[foreign] RFR 8220544: Jextract; library dependent header filtering
Sundararajan Athijegannathan
sundararajan.athijegannathan at oracle.com
Tue Mar 19 14:16:26 UTC 2019
* 47 * A merge between {@link DependencyFinder} and {@link ElementFilter}
in DependencyFilter. Could be removed?
No comments other than that. +1
I'm going to submit an internal mach5 build/request for this patch. I'll
notify you as soon as it is all green.
-Sundar
On 19/03/19, 7:34 PM, Maurizio Cimadamore wrote:
> This looks good to me, I have no further comments.
>
> Great work!
>
> (I'll leave it to Sundar for further comments/suggestions)
>
> Maurizio
>
> On 19/03/2019 13:50, Jorn Vernee wrote:
>> Suggestions sound good.
>>
>> Here's the updated webrev:
>> http://cr.openjdk.java.net/~jvernee/panama/webrevs/8220544/webrev.07/
>>
>> * Split library based filtering code off from SymbolFilter into
>> LibraryLookupFilter.
>> * Merged DependencyFinder & ElementFilter into DependencyFilter (as
>> nested classes).
>> * Also added 2 more test cases to check that symbols being filtered
>> out don't have their dependencies added.
>>
>> Jorn
>>
>> Maurizio Cimadamore schreef op 2019-03-19 13:40:
>>> Looks good, I did some tests and it seems to behave according to the
>>> expectations - some comments below:
>>>
>>> On 18/03/2019 10:58, Jorn Vernee wrote:
>>>> Hi,
>>>>
>>>> I have implemented this:
>>>> http://cr.openjdk.java.net/~jvernee/panama/webrevs/8220544/webrev.06/
>>>>
>>>> This adds 2 options --include-headers and --exclude-headers that
>>>> take regular expression patterns as an argument. The patterns are
>>>> matched against a cursor's full header file path to determine if it
>>>> appears in the header root set.
>>>>
>>>> For example, I can use the following to include headers in the
>>>> Python include director;
>>>>
>>>> --include-headers "J:\\Python27\\include\\.*"
>>>>
>>>> ---
>>>>
>>>> To recap, we now:
>>>> 1.) Filter functions, vars, and macros by whether they appear in
>>>> a root header.
>>>> 2.) Filter functions, vars, and macros by the
>>>> --includes/exclude-symbols patterns.

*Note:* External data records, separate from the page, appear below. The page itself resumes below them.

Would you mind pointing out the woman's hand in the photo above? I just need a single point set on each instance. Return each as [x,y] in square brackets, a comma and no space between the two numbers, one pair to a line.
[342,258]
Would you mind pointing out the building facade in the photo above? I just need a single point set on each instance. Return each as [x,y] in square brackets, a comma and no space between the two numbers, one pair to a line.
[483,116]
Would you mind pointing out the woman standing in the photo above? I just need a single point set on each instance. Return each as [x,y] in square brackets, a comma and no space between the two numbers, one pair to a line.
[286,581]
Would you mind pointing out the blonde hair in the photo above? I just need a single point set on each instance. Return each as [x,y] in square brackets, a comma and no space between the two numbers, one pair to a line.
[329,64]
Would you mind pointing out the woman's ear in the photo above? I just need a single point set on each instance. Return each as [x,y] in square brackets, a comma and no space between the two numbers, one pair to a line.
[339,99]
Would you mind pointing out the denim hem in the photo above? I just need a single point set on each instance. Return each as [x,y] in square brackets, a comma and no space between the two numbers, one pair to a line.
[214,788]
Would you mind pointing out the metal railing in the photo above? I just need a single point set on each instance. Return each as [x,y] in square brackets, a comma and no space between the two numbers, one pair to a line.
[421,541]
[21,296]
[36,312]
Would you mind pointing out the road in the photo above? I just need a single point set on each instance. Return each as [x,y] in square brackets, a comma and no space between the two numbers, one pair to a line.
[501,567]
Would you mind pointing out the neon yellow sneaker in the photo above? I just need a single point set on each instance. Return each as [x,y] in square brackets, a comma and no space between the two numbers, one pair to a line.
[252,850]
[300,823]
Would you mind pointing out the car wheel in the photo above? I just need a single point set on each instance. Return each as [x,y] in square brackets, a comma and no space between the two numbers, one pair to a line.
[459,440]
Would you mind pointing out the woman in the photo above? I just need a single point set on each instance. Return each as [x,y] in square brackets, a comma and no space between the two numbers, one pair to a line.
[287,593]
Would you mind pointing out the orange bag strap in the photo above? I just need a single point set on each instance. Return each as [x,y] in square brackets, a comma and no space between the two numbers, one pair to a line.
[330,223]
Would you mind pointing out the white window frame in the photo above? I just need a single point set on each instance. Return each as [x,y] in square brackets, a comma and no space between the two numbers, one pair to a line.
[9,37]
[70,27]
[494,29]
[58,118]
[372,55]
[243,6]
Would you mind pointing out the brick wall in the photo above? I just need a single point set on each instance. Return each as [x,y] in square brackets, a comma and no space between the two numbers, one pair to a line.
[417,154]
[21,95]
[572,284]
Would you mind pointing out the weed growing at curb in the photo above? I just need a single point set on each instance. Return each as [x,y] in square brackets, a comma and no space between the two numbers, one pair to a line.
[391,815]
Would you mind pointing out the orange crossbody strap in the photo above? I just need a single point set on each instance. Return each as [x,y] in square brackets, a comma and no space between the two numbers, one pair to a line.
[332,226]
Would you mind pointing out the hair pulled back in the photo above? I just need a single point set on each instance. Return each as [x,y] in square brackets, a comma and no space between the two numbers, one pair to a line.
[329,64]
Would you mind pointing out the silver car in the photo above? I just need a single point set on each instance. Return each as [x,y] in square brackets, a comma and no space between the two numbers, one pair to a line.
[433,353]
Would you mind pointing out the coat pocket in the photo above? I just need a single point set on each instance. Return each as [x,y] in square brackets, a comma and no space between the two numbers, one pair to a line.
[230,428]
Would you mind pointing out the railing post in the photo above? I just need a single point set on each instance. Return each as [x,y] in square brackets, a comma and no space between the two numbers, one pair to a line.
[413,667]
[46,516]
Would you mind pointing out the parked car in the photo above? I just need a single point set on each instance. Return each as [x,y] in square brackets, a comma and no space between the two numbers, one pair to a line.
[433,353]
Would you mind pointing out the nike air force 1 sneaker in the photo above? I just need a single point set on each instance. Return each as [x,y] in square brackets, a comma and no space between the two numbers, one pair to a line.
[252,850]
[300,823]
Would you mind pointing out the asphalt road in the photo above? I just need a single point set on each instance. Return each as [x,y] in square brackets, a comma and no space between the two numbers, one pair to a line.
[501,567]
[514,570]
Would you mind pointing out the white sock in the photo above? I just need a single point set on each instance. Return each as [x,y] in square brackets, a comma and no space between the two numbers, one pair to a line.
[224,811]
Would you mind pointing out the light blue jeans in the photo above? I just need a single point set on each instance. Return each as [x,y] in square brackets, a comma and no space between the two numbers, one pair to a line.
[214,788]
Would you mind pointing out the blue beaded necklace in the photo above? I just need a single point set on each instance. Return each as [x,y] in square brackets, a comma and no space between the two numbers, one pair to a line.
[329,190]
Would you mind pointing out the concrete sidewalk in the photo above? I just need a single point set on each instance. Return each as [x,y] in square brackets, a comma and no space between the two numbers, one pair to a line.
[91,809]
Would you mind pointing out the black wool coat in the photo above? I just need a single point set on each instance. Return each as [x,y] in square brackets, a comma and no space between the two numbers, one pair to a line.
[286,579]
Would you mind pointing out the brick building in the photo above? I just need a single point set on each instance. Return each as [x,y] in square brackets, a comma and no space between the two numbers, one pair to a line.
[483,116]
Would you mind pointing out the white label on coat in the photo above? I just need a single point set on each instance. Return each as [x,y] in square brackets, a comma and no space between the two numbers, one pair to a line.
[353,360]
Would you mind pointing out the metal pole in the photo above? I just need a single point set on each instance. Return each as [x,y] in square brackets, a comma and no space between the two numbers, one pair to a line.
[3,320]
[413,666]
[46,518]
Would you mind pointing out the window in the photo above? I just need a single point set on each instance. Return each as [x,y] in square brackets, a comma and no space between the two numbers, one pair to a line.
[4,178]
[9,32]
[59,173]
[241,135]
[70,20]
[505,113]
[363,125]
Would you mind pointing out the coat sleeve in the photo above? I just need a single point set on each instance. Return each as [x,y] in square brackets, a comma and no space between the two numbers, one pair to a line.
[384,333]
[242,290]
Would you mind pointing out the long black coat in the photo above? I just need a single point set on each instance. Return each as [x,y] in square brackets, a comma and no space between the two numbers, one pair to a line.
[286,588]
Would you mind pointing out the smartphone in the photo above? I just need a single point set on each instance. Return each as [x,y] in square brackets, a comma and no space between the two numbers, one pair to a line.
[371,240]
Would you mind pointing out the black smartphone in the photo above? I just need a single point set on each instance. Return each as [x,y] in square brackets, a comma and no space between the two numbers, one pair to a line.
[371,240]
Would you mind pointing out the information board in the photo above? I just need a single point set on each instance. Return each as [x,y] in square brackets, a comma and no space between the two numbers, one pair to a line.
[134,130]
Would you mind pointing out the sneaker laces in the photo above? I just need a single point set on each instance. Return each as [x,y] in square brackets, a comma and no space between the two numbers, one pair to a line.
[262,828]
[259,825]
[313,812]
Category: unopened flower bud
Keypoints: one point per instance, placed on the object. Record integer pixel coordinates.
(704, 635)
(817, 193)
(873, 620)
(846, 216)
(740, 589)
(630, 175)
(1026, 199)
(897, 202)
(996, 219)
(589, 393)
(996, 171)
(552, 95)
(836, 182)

>>>> 3.) Filter functions and vars, by whether they appear in any
>>>> shared library.
>>>
>>> I think this is ok, but the way this happens in the code seems to be
>>> sort of ad hoc, and probably the result of how the code use to be in
>>> previous rounds.
>>>
>>> For instance, SymbolFilter does both (1), (2) and (3).
>>>
>>> Then we have DependencyFinder which also does a bit of (1).
>>>
>>> Finally we have ElementFilter, which drops everything that is not
>>> required (as per 4, 5).
>>>
>>>
>>> I believe the code could be improved by:
>>>
>>> * separating the library-based filtering from the option-driven
>>> filtering. These are two separate mechanism (the latter being optional
>>> on -L being used at all). Of course we should also decide which is
>>> used first.
>>>
>>> * bring together DependencyFinder and ElementFilter into
>>> DependencyFilter. You can have a two pass visitor - collect deps on a
>>> first pass, then prune on the second pass. This way the state remains
>>> 'internal' to the DependencyFilter visitor, no need to pass magic
>>> state between two passes.
>>>
>>> Maurizio
>>>
>>>
>>>> 4.) For the remaining trees in the root headers do dependency
>>>> analysis, and find the required structs, enums, and typedefs.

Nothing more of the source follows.